Bex felt cornered, defeated, lost, and downright scared. Terrified even. They were all foregin emotions to her and it was Cam's fault. Her leaving caused Bex to feel like this.
"She'll find us," Bex said, determined. "She'll come home."
Bex knew that she said it more to convince herself than Zach; because she knew that she needed to hear it more than anything. If only she could believe herself.
Zach gave a sad smile, as if he too, didn't really believe it. "She'll come home when she wants to. If she wanted to be found, she would have been found already."
Bex knew he was mostly right. Cammie would return when she wanted to; but only if she was able to return. That part didn't reassure Bex in any way, because they were dealing with the Circle of Cavan. If the circle wanted to find someone, Bex knew that they would and it wouldn't be pretty in the end.
She'd seen the after effects of the Circle. She was staring right at it at a man in a hospital bed.
"Where did you go?" Bex found herself asking. She doesn't know why she asked, or even if it really made a difference; but the question was out there. Though she'd be lying if she wasn't curious about his few weeks disappearance from her parents this summer.
"A part of me wondered if I would have better luck trying to find Cammie on my own. I'd been pretty good at it before," Zach explained, glancing back at Joe. "I even hacked into the CIA and MI6's databases' for any speck of information, but I found nothing. Not a damn thing. When that didn't work out, I went looking for her."
Of course he went looking for Catherine.
"I looked everywhere I thought they might be. I thought that if I could find my mother, I could find Cammie. It turns out I was wrong, I couldn't find either of them," Zach went on. "There's this saying Joe once told me, 'everything has a way of working out in the end.' I don't really believe in it; not fully. But this past summer, this past year even, it gave me something to hold onto. It didn't really stop me from going crazy though."
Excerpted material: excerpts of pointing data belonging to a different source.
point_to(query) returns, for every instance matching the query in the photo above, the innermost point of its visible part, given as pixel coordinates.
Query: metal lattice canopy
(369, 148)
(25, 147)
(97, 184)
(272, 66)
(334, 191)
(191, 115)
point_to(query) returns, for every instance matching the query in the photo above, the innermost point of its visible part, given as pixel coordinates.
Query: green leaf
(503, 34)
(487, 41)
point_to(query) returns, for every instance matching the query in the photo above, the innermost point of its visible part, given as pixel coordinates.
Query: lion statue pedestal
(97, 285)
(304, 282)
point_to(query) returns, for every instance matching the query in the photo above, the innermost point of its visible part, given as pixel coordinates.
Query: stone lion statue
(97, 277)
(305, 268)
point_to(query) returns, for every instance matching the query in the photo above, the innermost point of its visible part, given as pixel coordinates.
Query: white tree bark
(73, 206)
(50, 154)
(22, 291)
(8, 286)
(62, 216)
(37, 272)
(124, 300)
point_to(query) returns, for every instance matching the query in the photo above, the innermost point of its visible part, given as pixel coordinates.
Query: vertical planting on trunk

Silence filled the space between them, but the silence isn't what kept them apart. It was the memory of her, Cameron Morgan - the girl who couldn't stop running away. The one who left everyone behind to go chasing after the people who wanted her.
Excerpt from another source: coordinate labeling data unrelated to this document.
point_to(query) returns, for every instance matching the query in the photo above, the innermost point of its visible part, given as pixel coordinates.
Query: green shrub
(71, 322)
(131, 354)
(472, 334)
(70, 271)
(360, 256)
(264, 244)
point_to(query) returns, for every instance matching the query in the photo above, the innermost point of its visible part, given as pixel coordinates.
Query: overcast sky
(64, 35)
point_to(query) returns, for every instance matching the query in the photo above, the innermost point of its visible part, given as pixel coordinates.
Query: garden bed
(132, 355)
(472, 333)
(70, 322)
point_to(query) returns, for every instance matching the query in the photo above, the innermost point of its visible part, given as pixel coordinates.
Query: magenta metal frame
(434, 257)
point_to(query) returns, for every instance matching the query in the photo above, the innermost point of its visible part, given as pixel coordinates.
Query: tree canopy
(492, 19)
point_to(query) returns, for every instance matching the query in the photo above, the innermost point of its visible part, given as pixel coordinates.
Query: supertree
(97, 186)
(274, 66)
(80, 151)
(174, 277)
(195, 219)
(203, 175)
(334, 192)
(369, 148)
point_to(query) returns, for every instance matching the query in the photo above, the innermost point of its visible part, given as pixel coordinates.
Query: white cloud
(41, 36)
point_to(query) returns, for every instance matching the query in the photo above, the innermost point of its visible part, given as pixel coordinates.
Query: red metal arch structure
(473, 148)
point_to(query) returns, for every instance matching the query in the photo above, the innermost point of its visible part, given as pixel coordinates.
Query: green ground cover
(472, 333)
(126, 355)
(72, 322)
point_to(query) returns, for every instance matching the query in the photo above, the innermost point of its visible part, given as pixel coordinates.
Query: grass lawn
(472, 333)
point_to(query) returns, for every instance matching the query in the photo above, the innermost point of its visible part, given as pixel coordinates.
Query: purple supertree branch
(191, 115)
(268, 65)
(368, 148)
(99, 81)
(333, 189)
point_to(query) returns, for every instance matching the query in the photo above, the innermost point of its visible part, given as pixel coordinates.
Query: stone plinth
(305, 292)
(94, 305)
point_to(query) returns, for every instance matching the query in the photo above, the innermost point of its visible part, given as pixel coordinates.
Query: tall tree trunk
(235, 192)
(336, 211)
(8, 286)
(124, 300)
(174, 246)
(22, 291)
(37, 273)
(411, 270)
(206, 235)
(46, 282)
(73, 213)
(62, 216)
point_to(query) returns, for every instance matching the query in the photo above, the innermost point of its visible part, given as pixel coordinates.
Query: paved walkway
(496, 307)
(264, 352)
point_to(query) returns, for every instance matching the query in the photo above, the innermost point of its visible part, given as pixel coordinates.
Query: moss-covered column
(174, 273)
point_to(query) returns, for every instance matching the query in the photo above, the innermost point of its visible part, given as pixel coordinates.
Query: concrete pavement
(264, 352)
Bex soon realized that they'd both been hurt repeatedly in their lives, especially in the past few months. She was reminded that sometimes what hurts the most is the betrayal of those closest to you.
It's the people you hold the closest who have the power to make you bleed.
At that moment, neither of them were spies. They were just a boy and a girl who were broken. They were two people, who were hurt and emotionally scared, because of one girl.
Bex knew how he felt and he knew how she felt. They were united in this, not by choice but by a force of will. They were nothing to the other, but they were all each other had.